At the end of the Oct. 6-27 meeting, synod members recommended to Pope Francis that women be considered for certain ministries in the Church, including the permanent diaconate, which is an order within the sacrament of Holy Orders.

Pope Francis said in his closing remarks for the Amazon synod Oct. 26 that he would re-open the 2016 commission, possibly adding new members, based on the synod’s request.

But in his apostolic exhortation on the Amazon, published Feb. 12, Pope Francis called for women in the South American region to be included in new forms of service in the Church, but not within the ordained ministries of the permanent diaconate or priesthood.

Francis wrote in Querida Amazonia that when considering the role of women in the Church, “we do not limit ourselves to a functional approach.”

The subject of women deacons has previously been studied by the Church, including in a 2002 document from the International Theological Commission (ITC), an advisory body to the Congregation for the Doctrine of the Faith (CDF).

In the document, the ITC concluded that female deacons in the early Church had not been equivalent to male deacons, and had neither a “liturgical function,” nor a sacramental one. It also maintained that even in the 4th century “the way of life of deaconesses was very similar to that of nuns.”

According to the April 8 Vatican announcement, Cardinal Giuseppe Petrocchi, the archbishop of L’Aquila, Italy, has been named president of the study commission. Fr. Denis Dupont-Fauville, a CDF official, was named secretary.

One of the two US-based members is James Keating, a permanent deacon and the director of theological formation at the Institute for Priestly Formation (IPF) based at Creighton University in Omaha, Nebraska.

A theologian, he leads the IPF’s retreats for seminary faculty and seminary formators. Keating is also the author of several books and articles on holy orders and the diaconate.

The second American member of the commission is Dominic Cerrato, a permanent deacon and director of diaconal formation in the Diocese of Joliet, Illinois.

In the past Cerrato has taught theology at the Franciscan University of Steubenville, where he established the Distance Learning Masters in Theology program. In 2014, he published a book on the theology of the diaconate based on the personalist thought of Pope St. John Paul II.

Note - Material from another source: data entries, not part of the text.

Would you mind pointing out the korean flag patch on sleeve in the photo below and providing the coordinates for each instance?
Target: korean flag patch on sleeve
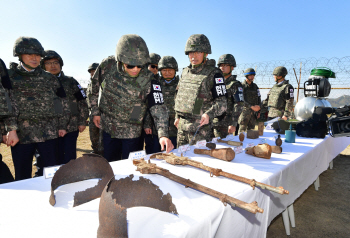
(219, 87)
(156, 95)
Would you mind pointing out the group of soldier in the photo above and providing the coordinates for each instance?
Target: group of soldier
(130, 103)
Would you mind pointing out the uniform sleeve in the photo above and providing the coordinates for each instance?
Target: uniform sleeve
(219, 105)
(95, 88)
(147, 121)
(289, 95)
(11, 122)
(63, 119)
(158, 109)
(82, 104)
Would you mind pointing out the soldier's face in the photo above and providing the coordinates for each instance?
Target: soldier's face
(92, 72)
(196, 57)
(53, 66)
(226, 68)
(153, 69)
(168, 73)
(33, 60)
(278, 78)
(251, 78)
(133, 71)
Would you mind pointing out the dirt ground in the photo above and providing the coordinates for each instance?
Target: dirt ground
(323, 213)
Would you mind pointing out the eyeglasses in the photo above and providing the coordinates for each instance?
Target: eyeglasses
(55, 63)
(133, 66)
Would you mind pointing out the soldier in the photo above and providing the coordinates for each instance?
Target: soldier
(5, 111)
(41, 110)
(252, 98)
(67, 145)
(153, 66)
(227, 122)
(95, 134)
(128, 89)
(281, 96)
(168, 81)
(201, 94)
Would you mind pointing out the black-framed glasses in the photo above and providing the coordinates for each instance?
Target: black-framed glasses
(133, 66)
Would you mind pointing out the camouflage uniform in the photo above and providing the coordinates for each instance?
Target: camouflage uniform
(235, 100)
(247, 119)
(125, 99)
(280, 99)
(95, 132)
(40, 110)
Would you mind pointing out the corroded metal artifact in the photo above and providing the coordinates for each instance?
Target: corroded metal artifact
(260, 150)
(118, 195)
(176, 160)
(210, 145)
(233, 143)
(276, 149)
(226, 154)
(252, 134)
(150, 168)
(86, 167)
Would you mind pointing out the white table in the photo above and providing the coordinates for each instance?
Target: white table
(25, 210)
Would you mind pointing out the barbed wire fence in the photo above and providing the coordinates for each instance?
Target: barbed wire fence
(264, 78)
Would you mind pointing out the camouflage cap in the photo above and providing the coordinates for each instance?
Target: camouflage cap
(132, 50)
(154, 58)
(249, 71)
(50, 54)
(198, 43)
(167, 62)
(27, 45)
(93, 66)
(280, 71)
(227, 59)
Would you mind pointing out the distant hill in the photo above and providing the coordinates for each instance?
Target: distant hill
(340, 101)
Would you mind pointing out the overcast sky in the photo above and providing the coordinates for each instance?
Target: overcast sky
(83, 32)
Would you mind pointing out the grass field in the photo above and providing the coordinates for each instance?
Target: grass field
(83, 146)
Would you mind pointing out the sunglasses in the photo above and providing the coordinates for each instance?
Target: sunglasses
(133, 66)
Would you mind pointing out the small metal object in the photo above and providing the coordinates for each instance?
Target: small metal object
(210, 145)
(278, 141)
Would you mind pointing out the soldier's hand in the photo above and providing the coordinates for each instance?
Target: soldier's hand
(204, 120)
(163, 141)
(231, 129)
(12, 138)
(62, 133)
(148, 131)
(81, 128)
(4, 139)
(97, 120)
(176, 123)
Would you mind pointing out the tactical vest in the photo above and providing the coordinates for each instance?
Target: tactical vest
(34, 95)
(188, 99)
(250, 93)
(70, 89)
(276, 97)
(121, 99)
(5, 103)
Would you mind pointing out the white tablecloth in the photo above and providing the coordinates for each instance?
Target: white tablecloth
(25, 210)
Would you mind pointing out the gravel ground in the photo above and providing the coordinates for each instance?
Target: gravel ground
(322, 213)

Other members of the commission include Fr. Santiago del Cura Elena from Spain and Fr. Angelo Lameri from Italy.

Barbara Hallensleben is a professor of dogmatic theology at the University of Freiburg in Switzerland and a former member of the International Theological Commission. She is also a member of the Pontifical Ecumenical Council.

Fr. Manfred Hauke is a German priest teaching theology in Lugano, Switzerland. He has published articles on the possibility of female ordination and feminist theology, among other subjects.

Catherine Brown Tkacz is a professor at the Ukrainian Catholic University in Lviv. Her research includes women in the Bible and Christian tradition.

Caroline Farey is a diocesan mission catechist for the Diocese of Shrewsbury in the United Kingdom. In the past she has taught at St. Mary’s College, Oscott. She was also one of three lay women to take part in the Synod of Bishops on the New Evangelization as an expert in 2012. Farey has also worked in the past in the Pontifical Academy for the New Evangelization and Catechesis.

Anne-Marie Pelletier is a French biblical scholar, who was chosen by Pope Francis to write the meditations for the Stations of the Cross at the Colosseum on Good Friday 2017. Pelletier was also a 2014 recipient of the Ratzinger Prize.

Rosalba Manes is also a bible scholar, teaching in Viterbo, Italy.